İnsan Devletini İyi Anlamalı
Şu yeryüzünde inanın her birerimiz, dertlerimize dermanlar arar dururuz. Gerçekten her birerimizin derdi farklı, her birerimizin sıkıntısı ayrı, her birerimizin çıkmazları apayrı, her birerimizin bedeni ve rûhi sıkıntıları çok değişik. Devletler de aynı insanlâr gibidir. Farklı farklı bunalımları yaşar, farklı farklı sıkıntıları yaşar, farklı farklı çıkmazları yaşar, farklı farklı hastalıkları bedenin de taşır, farklı farklı zehirleri bilerek veyâ bilmeyerek bedenin de taşır, farklı farklı bataklıkları kurutmak isterler, farklı farklı huzursuzlukları yaşar. Önce insanı irdelemeliyiz, önce âdemoğlunu anlamalıyız, önce vâr oluş ile yok oluş arasındaki yâşanan o sırra vâkıf olmalıyız. Vâkıf olabilmek için önce aramalıyız, lâkin önce ne aradığımızı çok iyi bilmeliyiz, çok iyi bilmek için ise, neye ihtiyaç duyduğumuzu yâşamalı ve hissetmeliyiz. Unutmâ hissetmeyenler hissettiremez. Hisset ey cân hisset, önce adem oluşunu, insan oluşunu, yoktan vâr edilişini, gâlû belâdaki ahdini, yeryüzündeki vâr oluş sebebini, yeryüzüne efendi olarak yaratıldığını, hiçlik bahçesinde meyve veren bereketli tohumlardan olabileceğini hisset.
Evet evet insan en yüce, en kutsal, en bereketli, en kıymetli tohumdur.
Sen seni çürütmemeyi öğren ey azîzim ve azîzem.
Sen seni çürütmemeyi kavra ey sâlihim ve sâliham.
Sen seni çürütmemeye tâlib ol ey müminim ve müminem.

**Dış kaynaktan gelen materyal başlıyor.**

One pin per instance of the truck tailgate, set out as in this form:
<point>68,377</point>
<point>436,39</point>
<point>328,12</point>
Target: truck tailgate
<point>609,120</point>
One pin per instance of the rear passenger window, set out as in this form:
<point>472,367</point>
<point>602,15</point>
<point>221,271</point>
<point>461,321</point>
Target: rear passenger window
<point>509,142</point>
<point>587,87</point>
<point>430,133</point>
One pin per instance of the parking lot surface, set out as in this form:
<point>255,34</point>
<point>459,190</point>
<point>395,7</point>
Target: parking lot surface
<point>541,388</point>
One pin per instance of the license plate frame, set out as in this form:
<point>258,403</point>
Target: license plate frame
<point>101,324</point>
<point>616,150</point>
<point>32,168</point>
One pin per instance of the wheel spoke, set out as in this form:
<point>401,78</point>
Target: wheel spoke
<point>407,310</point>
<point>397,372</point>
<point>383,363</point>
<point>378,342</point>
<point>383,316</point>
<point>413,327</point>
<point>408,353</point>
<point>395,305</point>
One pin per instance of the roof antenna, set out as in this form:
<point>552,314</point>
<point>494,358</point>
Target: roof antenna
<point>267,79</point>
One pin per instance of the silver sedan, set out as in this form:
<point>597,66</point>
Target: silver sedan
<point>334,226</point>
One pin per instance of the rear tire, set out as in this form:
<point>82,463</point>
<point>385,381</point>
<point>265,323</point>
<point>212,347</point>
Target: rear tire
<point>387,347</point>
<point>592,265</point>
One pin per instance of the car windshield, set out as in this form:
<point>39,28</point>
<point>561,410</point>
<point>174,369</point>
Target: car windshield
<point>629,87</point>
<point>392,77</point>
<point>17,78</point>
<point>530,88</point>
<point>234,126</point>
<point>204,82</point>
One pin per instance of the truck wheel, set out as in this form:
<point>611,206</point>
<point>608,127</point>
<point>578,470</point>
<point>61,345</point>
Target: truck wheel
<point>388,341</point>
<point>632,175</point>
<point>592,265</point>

Çürümek çürümek ah çürümek!
Çürümek için önce sağlam olmak gerekir, temiz olmak gerekir, hastalıklara ve mikroplara bulaşmamak gerekir. İnsan çekirdekliğin temizliği ve sağlamlığı yaratandan, pisliği ve çürümüşlüğü ise yaratılandandır. Her insan yaratılıştan ve doğuştan nûrdur, lâkin yâşadığı zaman dilimlerine yüklediği eksi enerjiyle nârlaşır. Lâkin kim de nûruna artı enerji yükler ise, işte o yaratılan kul, o yaratılan insan, o yaratılan âdem, vallâhi nurun âlâ nûr olur, yâni nurunun üzerine nur koymuş olur. Kim ki nurun âlâ nûr ise, kim ki nurunun üzerine nûr koymuş ise, billâhi o kul şifâ kaynağıdır, tillâhi o kul cenneti dahâ bu dünyâda yaşamış ve yaşatmış gibidir. Sâhi bırakalım artık âhiretteki cenneti dünyâda cennet bulamayanların, dünyada Allâh bulamayanların, ahiretteki cennetti serâp hükmündedir, âhiretteki Allâh'ı hayâl hükmündedir. Ey insân çekirdeği olan cân sultân, ey âdem tohumu olan en kıymetli varlık. Sen sultan iken lütfen kendi kendini köleleştirme, kendi kendini eritip yok etme. Sen en kıymetli vârlık iken, kendi kendini kıymetsizleştirme. Tercihler! ah bizi biz yapan terchler, bizi bizlikten eden tercihler, bakışlar ve akışlar, ah bizi biz yapan bakışlar ve akışlar, bizi bizlikten eden bakışlar ve akışlar. Azîzim kimsenin seni tartmasına gerek yok, kimsenin seni ölçmesine gerek yok. Sen kendi tercihlerine hassâsiyetli bir bâk, sen bakışlarına ve akışlarına dikkatlice bak. Bu hassasiyetin, bu dikkatin sonucundaki seni hâk terâzisiyle, vicdân terâzisiyle tart. Sen senin değerini önce kendin bil, belki bu biliş seni eksiden artıya çıkarır, belki de artının üzerine artı da koydurur. Ey insan çekirdeği, ey adem tohumu hâlâ nefes alıyor ve verebiliyor isen o vakit hâlâ özüne, özündeki o temizliğe, o berraklığa, o saflığa, o hakîkate hâlâ ulaşabilirsin. Bunun için samimi ve ihlaslı bir tövbe etmen yeterli olacaktır. Rahman ve Rahim olan Allâh çok Tevvabtır, çok bağışlayan, çok affedendir. Biz yüzümüzü hakkâ ve hakîkate çevirelim, biz tercihlerimizi haktan ve hakîkatten yana kullanalım.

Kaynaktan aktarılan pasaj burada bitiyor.